In gesprek met Celine Wong. Zij is de dochter van mevrouw Wong die 82 jaar geleden in Kanton, China werd geboren. Inmiddels woont haar moeder al 45 jaar in Nederland.
Wat vind je moeder fijn aan het wonen in de Boomgaard? ‘Mijn moeder is aan het dementeren. Zij weet zelf niet dat zij hier met allemaal ouderen woont. Zij denkt nog vaak dat dit haar oude huis is. Sinds vorig jaar november woont zij in de Boomgaard. Ik heb haar pasgeleden voor het eerst horen zeggen dat zij besefte dat zij hier woont. In een groep, want daarvoor dacht zij dat het haar oude huis was. Ze zegt nog steeds als ik wegga: doe je de beneden deur op slot. Ze heeft het besef niet. Ik merk ook dat haar geheugen achteruitgaat. Dat merkte ik onder andere toen ik samen met haar was en zij mij wel tien keer vroeg waar wij naar toe gingen.’

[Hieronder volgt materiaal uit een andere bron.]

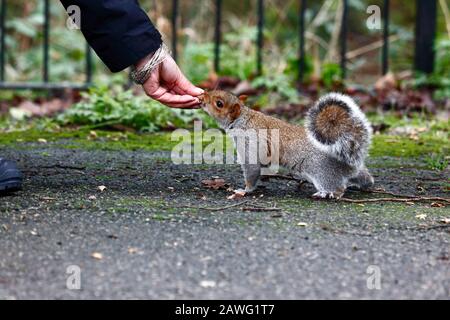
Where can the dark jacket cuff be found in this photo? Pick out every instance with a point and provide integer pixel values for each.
(120, 32)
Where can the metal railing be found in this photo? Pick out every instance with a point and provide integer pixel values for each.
(425, 25)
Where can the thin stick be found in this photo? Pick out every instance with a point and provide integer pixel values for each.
(260, 209)
(279, 176)
(218, 208)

Hoe ga jij daarmee om? ‘Aan de ene kant vind ik het niet heel erg. Toen mijn vader net overleden was had zij heel veel verdriet. Nu, omdat zij vergeetachtig wordt, vraagt zij minder naar mijn vader. Soms heeft ze wel het besef dat hij is overleden. Als ik haar dingen over vroeger vraag, dan kan zij geen antwoord geven, maar voor haarzelf is het wellicht beter. Ik denk dat ze beter van het leven kan genieten, dan wanneer zij continu verdriet heeft.’
‘We zijn niet lang op zoek geweest om een woonzorgcentrum te vinden voor Chinese ouderen. Bij toeval kwam ik hier terecht, omdat ik eigenlijk op zoek was naar een verpleeghuis voor mijn vader. Toen mijn vader overleed heeft mijn moeder nog even bij mij gelogeerd, maar toen gaf zij aan dat zij weer naar huis wilde. Zij woonde in de buurt van het Hofplein en wilde met vrienden een kop koffiedrinken en wandelen. Ik heb haar toen een ketting gegeven met haar adres voor het geval zij zou verdwalen. Soms vergat ze haar ketting om te doen. Toen ben ik gaan nadenken wat verstandig is. Mijn huis is niet geschikt voor haar, omdat zij niet goed kan lopen. Toen heb ik overwogen om haar ergens anders te laten wonen. Ik heb contact gehad met CIZ en toevallig was er hier een plek vrij. Ik moest nog wel moeite doen met bellen en volhouden, zodat mijn moeder zo snel mogelijk opgenomen kon worden.
Ik had het er wel moeilijk mee. Aan de ene kant dacht ik, laat ik haar niet in de steek? Ze is wel in een groep, maar ’s avonds is zij alleen. Bij mij was zij ‘s avonds met mijn man en mijn zoon. Maar ja, bij mij woonde ze in de woonkamer en dat ook was niet ideaal. Ik ben er nog steeds niet over uit. Voor wat betreft de zorg wel, omdat er 24 uur per dag iemand haar kan verzorgen. Als ik haar heb bezocht ga ik toch met een bezwaard hart weg, omdat ik denk dat ze eenzaam is. Aan de andere kant weet ze toch niet meer dat ik op bezoek ben geweest en weer naar huis ga. Ik denk dat het eerder aan mij ligt dan aan haar, want zij zegt niet dat ze eenzaam is. Soms is ze heel helder en twee minuten later weer niet. Ik weet dat ze hier in goede handen is. Ze is bij haar leeftijdsgenoten en kan leuke dingen doen. Vroeger toen zij nog werkte had zij geen activiteiten en deed ze niets anders dan werken. Dus nu kan ze kaarten of muziek luisteren. Ze doet nu eigenlijk dingen die zij wil. Ik vind het fijn dat er altijd iemand is om een oogje in het zeil te houden. Ik heb ook om een polsband gevraagd, dat wanneer er iets is zij snel hulp kan krijgen.
Wat zou jouw moeder nog graag willen. Wat is haar grote wens? ‘Dat zou ik nu niet weten. Haar generatie is anders. Mijn moeder heeft nooit gezegd wat haar grootste wens is. Zij cijferde zichzelf altijd weg. Dus ik weet niet of zij een wens heeft. Wat ik wel weet is, voordat mijn vader overleed en zij nog niet aan het dementeren was, zij graag naar China wilde. Familie bezoeken die nog over zijn en daar een paar maanden blijven. Ik moet eigenlijk zeggen dat dat haar laatste wens is.
Hoelang mag ze nog onder ons blijven? Ik probeer er zo min mogelijk aan te denken. Ik wil mijn moeder zo lang mogelijk bij mij houden.’